I want to prove that a specific object is a line bundle.
Consider a normal variety $X$ and let $E$ be a line bundle on $X$. Denote by $s:X\to E$ the zero section, and consider
$$F=(E\setminus s(X))\times(\mathbb{P}^1\setminus \{0\}))/\mathbb{C}^*,$$
where $\mathbb{C}^*$ act as $t\cdot (x,y)=(tx,t^{-1}y)$, for $x\in E\setminus s(X)$, $y\in \mathbb{P}^1\setminus \{0\}$.
So in my head $F$ is obtained by replacing $0_p\in E_p$, for any $p\in X$, with another point (since $\mathbb{P}^1\setminus\{0\}\simeq \mathbb{C}$, and then I quotient by $\mathbb{C}^*$-action)… I suspect that on the left side, picking an open subset $U$ of $X$, I have $\pi^{-1}(U)\simeq U\times \mathbb{C}$ and I'm considering the action only on $\mathbb{C}$, becuase in principle $X$ may not admit the structure of $\mathbb{C}^*$-variety.
Claim: $F$ is a line bundle on $X$.
Proof: I don' know how to proceed: I should first define $\phi$, the canonical projection $F\to X$, but even here I'm quite stuck. Moreover I quite don't see how the quotient by the $\mathbb{C}^*$-action is used in order to make $F$ a line bundle.
Edit, second doubt: Later on in the article I linked in the comments it pick the "infinity section divisor" on $s_{\infty}\in\mathcal{O}_X(F)$: now, I know in a line bundle we can consider for istance the zero section $s:X\rightarrow E$, sending $p\mapsto s(p)=0_p\in E_p$, but since we work in a line bundle (i.e., something locally ismorphic to $U\times \mathbb{C}$, we don't have a notion of $\infty$, thus I was wondering what is that iinfinity section divisor they're talking about. I thought we justify it by considering $\mathbb{P}^1\setminus \{0\}$, but after the quotient by $\mathbb{C}^*$ is just $\mathbb{C}$, thus I'm a bit confused.
I know I should post some attempts, but I really don't know where to put my hands. I'd highly appreciate some help.
Best Answer
Let $U\subset X$ be an open set on which $E$ is trivial. Then $E|_U\cong U\times \Bbb C$, so $(E\setminus s(X))|_U\cong U\times \Bbb C^*$, and so $F|_U\cong (U\times \Bbb C^*\times \Bbb C)/\Bbb C^*$, where the action of $\Bbb C^*$ is $t\cdot(u,x,y)=(u,tx,t^{-1}y)$. This quotient is isomorphic to $U\times \Bbb C$: we can represent any point $(u,x,y)$ as $(u,1,\frac{y}{x})$ up to our action of $\Bbb C^*$. This is compatible with transition functions on $E$, so our collection of isomorphisms $F|_U\cong U\times \Bbb C$ patch together in to an honest line bundle.

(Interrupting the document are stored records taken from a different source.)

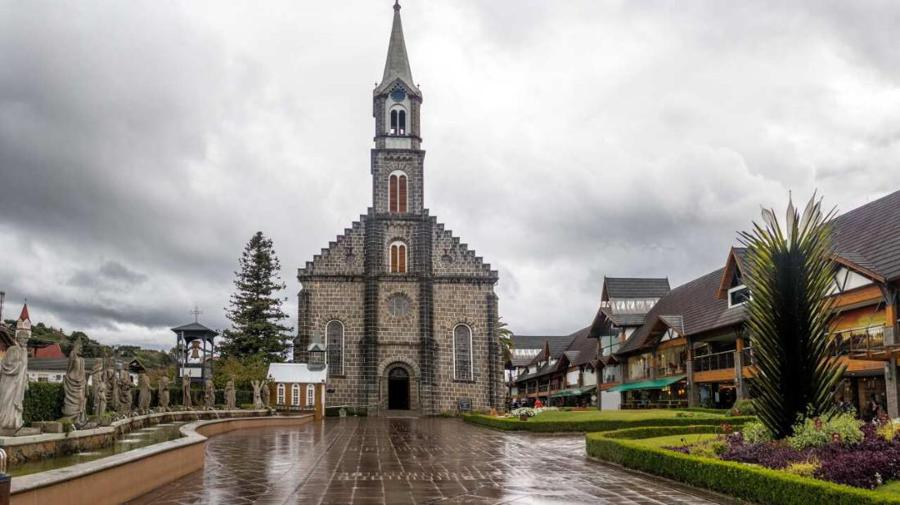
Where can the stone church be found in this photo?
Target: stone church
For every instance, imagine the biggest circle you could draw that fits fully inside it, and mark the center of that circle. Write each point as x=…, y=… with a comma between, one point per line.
x=406, y=311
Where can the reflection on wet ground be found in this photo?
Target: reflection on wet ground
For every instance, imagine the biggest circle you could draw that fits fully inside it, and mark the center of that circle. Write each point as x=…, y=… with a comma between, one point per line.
x=134, y=440
x=400, y=461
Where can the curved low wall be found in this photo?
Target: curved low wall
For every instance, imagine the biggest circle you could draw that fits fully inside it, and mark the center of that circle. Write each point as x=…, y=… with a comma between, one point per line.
x=47, y=445
x=122, y=477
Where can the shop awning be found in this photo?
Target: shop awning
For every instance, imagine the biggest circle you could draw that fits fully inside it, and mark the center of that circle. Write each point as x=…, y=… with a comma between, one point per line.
x=653, y=384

In response to edit: My guess here is that the infinity section divisor is the map which sends $u$ to $(u,1,\infty)$. Note that the value $1$ is arbitrary: any value in $\Bbb C^*$ will do because the action of $\Bbb C^*$ fixes $\infty$ but can move that second value around to anything you want. Under the isomorphism detailed above ($\Bbb P^1\setminus\{0\} \cong \Bbb C$ by sending the coordinate $z\mapsto \frac1z$), this turns out to be the zero section divisor of $F$.